Small agrifood investments are having ripple effect in Bangladesh
©© FAO/GMB Akash
The GAFSP’s Missing Middle Initiative (MMI) is designed to stimulate greater investment along agricultural value chains and to reach small-scale farmers more directly. The Sara Bangla Krishak Society in Bangladesh, a partner in the MMI since 2018, comprises mostly small, marginal and landless farmers living in remote communities. Access to markets and financial and technical services is often patchy.
Thanks to MMI grant funding, three producer organizations of the Sara Bangla Krishak Society developed a business plan using FAO’s RuralInvest toolkit to establish a feed production unit, invest in collective fishing material and set up a revolving loan fund to buy inputs.
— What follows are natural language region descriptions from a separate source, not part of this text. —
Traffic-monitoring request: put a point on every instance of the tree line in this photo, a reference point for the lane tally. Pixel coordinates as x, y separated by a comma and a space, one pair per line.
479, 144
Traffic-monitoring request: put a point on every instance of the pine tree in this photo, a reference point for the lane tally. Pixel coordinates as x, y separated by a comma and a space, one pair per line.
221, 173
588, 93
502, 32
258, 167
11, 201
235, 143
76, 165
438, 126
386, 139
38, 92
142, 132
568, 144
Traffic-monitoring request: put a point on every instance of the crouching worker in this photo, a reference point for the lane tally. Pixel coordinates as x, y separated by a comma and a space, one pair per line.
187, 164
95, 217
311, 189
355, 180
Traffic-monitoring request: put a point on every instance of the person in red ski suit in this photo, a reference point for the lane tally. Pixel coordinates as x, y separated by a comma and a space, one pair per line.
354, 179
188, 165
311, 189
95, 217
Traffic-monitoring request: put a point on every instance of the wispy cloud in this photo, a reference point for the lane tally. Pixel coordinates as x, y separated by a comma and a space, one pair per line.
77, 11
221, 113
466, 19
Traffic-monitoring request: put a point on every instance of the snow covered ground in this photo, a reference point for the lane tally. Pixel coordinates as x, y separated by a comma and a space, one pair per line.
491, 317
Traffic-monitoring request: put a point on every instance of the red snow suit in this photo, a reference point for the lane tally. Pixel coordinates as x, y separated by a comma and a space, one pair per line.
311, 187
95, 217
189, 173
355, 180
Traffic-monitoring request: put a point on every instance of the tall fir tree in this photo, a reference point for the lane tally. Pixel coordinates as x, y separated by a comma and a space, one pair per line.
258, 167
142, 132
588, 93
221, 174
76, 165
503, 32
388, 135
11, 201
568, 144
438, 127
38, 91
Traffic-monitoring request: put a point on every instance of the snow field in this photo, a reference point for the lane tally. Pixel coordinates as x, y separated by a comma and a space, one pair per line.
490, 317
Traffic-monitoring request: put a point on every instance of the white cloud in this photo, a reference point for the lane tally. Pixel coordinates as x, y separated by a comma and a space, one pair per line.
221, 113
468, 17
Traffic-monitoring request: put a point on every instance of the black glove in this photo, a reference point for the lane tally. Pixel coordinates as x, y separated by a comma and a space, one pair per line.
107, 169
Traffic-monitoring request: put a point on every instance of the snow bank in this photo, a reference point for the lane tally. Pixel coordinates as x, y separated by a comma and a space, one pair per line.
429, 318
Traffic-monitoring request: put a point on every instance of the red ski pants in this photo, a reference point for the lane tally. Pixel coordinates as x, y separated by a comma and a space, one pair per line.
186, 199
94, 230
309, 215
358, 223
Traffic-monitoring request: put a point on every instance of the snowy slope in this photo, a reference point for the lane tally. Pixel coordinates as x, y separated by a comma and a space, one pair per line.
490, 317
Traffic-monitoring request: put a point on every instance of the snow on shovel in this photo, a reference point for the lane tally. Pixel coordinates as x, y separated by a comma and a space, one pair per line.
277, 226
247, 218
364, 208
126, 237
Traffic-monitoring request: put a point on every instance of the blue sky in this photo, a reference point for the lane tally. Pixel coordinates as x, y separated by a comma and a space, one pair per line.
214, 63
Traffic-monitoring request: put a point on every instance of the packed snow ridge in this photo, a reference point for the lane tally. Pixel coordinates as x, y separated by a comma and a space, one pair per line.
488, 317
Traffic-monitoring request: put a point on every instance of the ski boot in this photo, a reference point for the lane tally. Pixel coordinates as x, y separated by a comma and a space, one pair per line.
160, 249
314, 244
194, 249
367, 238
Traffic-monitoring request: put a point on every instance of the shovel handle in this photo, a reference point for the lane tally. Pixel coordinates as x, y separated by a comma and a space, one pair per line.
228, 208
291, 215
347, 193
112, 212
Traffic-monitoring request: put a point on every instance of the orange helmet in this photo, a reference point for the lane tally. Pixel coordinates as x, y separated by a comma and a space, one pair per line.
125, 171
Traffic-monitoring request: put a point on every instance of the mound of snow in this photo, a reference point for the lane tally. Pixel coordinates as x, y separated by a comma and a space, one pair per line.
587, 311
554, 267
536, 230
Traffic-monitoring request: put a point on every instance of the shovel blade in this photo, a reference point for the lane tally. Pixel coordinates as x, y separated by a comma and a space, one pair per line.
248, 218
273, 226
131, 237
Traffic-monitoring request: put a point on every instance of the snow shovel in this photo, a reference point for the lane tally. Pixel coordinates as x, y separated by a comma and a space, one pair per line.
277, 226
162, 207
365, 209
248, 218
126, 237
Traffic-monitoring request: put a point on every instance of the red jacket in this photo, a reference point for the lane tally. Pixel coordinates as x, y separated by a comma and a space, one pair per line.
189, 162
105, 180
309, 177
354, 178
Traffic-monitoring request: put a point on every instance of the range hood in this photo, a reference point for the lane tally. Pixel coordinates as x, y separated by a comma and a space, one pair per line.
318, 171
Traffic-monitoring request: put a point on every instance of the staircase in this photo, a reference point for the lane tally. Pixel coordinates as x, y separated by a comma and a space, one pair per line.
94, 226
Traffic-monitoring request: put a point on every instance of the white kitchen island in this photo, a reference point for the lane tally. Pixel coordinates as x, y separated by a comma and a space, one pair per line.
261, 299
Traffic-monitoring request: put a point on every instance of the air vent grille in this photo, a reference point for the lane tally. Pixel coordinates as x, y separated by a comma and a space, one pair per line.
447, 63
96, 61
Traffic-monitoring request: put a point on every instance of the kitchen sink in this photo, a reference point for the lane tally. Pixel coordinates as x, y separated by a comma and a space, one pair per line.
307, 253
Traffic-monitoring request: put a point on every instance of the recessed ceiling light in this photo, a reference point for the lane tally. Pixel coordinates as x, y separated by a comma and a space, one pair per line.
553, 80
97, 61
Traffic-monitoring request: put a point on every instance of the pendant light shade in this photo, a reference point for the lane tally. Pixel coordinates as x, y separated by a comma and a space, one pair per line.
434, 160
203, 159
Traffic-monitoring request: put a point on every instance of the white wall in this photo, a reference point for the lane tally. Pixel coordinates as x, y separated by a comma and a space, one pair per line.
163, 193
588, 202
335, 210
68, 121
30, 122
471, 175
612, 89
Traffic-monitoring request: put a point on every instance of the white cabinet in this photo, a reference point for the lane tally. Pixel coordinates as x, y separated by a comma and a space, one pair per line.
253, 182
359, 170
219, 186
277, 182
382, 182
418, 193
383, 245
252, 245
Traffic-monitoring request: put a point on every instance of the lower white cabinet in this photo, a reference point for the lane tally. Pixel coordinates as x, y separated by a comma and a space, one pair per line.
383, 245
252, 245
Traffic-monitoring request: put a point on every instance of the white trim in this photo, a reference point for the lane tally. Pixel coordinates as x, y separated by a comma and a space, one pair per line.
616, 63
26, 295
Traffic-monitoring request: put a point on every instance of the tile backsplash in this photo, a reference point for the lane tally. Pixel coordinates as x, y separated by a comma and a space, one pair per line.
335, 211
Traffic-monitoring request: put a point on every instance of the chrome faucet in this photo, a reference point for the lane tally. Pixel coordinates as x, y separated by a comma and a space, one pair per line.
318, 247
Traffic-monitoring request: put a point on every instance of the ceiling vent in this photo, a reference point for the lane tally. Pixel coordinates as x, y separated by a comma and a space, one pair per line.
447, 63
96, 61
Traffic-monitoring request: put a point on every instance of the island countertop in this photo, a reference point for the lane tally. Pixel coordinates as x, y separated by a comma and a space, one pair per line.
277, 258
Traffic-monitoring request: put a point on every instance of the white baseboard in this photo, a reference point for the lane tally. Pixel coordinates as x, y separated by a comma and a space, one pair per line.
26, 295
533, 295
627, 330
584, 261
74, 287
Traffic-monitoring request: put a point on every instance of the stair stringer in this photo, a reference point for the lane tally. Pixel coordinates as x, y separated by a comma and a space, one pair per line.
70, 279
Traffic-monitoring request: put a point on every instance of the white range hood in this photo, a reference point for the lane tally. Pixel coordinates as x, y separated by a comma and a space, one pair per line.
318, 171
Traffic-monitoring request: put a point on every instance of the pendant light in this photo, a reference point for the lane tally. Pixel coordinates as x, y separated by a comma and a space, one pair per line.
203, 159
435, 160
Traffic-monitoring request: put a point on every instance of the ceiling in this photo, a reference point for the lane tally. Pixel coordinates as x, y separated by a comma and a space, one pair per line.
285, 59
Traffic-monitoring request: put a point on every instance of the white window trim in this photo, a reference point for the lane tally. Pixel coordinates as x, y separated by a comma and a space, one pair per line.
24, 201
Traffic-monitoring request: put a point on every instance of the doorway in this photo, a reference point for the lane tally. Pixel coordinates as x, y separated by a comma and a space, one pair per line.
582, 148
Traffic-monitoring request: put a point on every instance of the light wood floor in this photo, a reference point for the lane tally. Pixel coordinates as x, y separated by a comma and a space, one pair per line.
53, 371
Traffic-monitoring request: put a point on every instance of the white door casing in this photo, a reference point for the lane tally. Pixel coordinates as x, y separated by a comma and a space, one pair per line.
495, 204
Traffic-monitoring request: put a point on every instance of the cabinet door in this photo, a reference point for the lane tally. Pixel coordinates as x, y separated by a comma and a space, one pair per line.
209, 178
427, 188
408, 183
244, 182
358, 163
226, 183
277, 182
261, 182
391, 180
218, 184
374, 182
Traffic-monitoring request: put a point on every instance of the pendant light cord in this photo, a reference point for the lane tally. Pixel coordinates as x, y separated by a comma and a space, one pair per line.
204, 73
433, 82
This relatively small investment is now having a big ripple effect along the supply chain. In 2022, these three organizations developed a new business plan and invested USD 50 000 of their own money to set up a fish hatchery. The hatchery now sells carp fish larvae to 350 producers who rear them in nursery ponds to the fingerling stage. Each fingerling producer then sells to around 20 fingerling traders who in turn each sell to about ten fish farmers.
Building on the experience with the MMI pilot projects, the GAFSP introduced a new funding track in 2021 offering small grants for producer organizations to design, lead and implement their priority projects – effectively putting producer organizations in the driver’s seat.